The appearance of the boy-girl literacy gap happens to coincide with the proliferation of video games and other electronic forms of entertainment over the last decade or two. Boys spend far more time "plugged in" than girls do. Could the reading gap have more to do with competition for boys' attention than with their supposed inability to focus on anything other than outhouse humor?
Dr. Robert Weis, a psychology professor at Denison University, confirmed this suspicion in a randomized controlled trial of the effect of video games on academic ability. Boys with video games at home, he found, spend more time playing them than reading, and their academic performance suffers substantially. Hard to believe, isn't it, but Science has spoken.
The secret to raising boys who read, I submit, is pretty simple - keep electronic media, especially video games and recreational Internet, under control (that is to say, almost completely absent). Then fill your shelves with good books.
People who think that a book - even R.L. Stine's grossest masterpiece - can compete with the powerful stimulation of an electronic screen are kidding themselves. But on the level playing field of a quiet den or bedroom, a good book like Treasure Island will hold a boy's attention quite as well as Zombie Butts from Uranus. Who knows - a boy deprived of electronic stimulation might even become desperate enough to read Jane Austen.
Most importantly, a boy raised on great literature is more likely to grow up to think, to speak, and to write like a civilized man. Whom would you prefer to have shaped the boyhood imagination of your daughter's husband - Raymond Bean or Robert Louis Stevenson?
I offer a final piece of evidence that is perhaps unanswerable: There is no literacy gap between home-schooled boys and girls. How many of these families, do you suppose, have thrown grossology parties?
Mr. Spence is president of Spence Publishing Company in Dallas.
Perhaps the problem is that we see only books as an education medium. Wouldn't it be better to, instead of trying to strip away what is new, i.e. media and video games, and instead enforcing rules of conduct severely lacking in those fields, recognizing the importance of them as educational mediums?
All truly good games have an educational model, unfortunately, it usually trains you to memorize useless facts about epic gear, module stacking penalities, and the strategic formation of mystical raiding parties.
The point being is a game for gamings sake is idiotic at best. You aren't going to get kids to stop wanting to play games, and you aren't going to bring back the good ol' days.
We should stop looking so lovingly to the past, and start looking intelligently to the future. There is no reason why the youth of the world can't have bread and circuses and education all at the same time.
If it is going to sit in front of a kid, or any person, it needs to have demonstrable educational value. I am not talking the epically phailed edutainment movement, I am talking about games that people actually want to play having information they can actually apply in real life.

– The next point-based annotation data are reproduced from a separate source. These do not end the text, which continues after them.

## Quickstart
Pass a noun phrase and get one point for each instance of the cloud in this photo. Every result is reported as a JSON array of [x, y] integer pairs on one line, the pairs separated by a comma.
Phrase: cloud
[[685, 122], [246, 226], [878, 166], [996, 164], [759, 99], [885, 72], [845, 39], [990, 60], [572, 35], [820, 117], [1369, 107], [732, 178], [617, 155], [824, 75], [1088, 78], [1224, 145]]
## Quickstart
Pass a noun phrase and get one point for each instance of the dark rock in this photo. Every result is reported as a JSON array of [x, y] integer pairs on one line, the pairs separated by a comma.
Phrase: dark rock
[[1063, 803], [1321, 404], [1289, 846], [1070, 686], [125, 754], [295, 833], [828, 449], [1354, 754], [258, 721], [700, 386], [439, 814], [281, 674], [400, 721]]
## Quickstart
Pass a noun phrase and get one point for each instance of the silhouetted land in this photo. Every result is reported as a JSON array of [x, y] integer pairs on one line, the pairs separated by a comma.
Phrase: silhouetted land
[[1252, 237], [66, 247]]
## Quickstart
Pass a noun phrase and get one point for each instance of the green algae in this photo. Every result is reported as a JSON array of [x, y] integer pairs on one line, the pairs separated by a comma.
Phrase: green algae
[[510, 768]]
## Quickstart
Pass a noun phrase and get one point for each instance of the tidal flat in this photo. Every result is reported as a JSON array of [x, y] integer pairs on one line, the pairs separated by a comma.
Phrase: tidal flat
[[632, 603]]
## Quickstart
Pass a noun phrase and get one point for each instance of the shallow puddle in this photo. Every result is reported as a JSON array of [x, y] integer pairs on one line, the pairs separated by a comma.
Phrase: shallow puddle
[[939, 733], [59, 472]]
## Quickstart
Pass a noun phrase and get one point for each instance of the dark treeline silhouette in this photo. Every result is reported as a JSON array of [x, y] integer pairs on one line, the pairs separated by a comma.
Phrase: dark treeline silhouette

The solution to this problem unfortunately needs to be handled by what exists of the educated youth, if old people try to do it, you will just fail.
Some might argue that a dumbed down world gives smart people that much more of an edge, however; there is a point at which people become so stupid that intelligence becomes a handicap, it is in the best interest of every intelligent person to ensure the education of the masses, if only for the sole purpose of being able to reason with them not to kill you when en mob.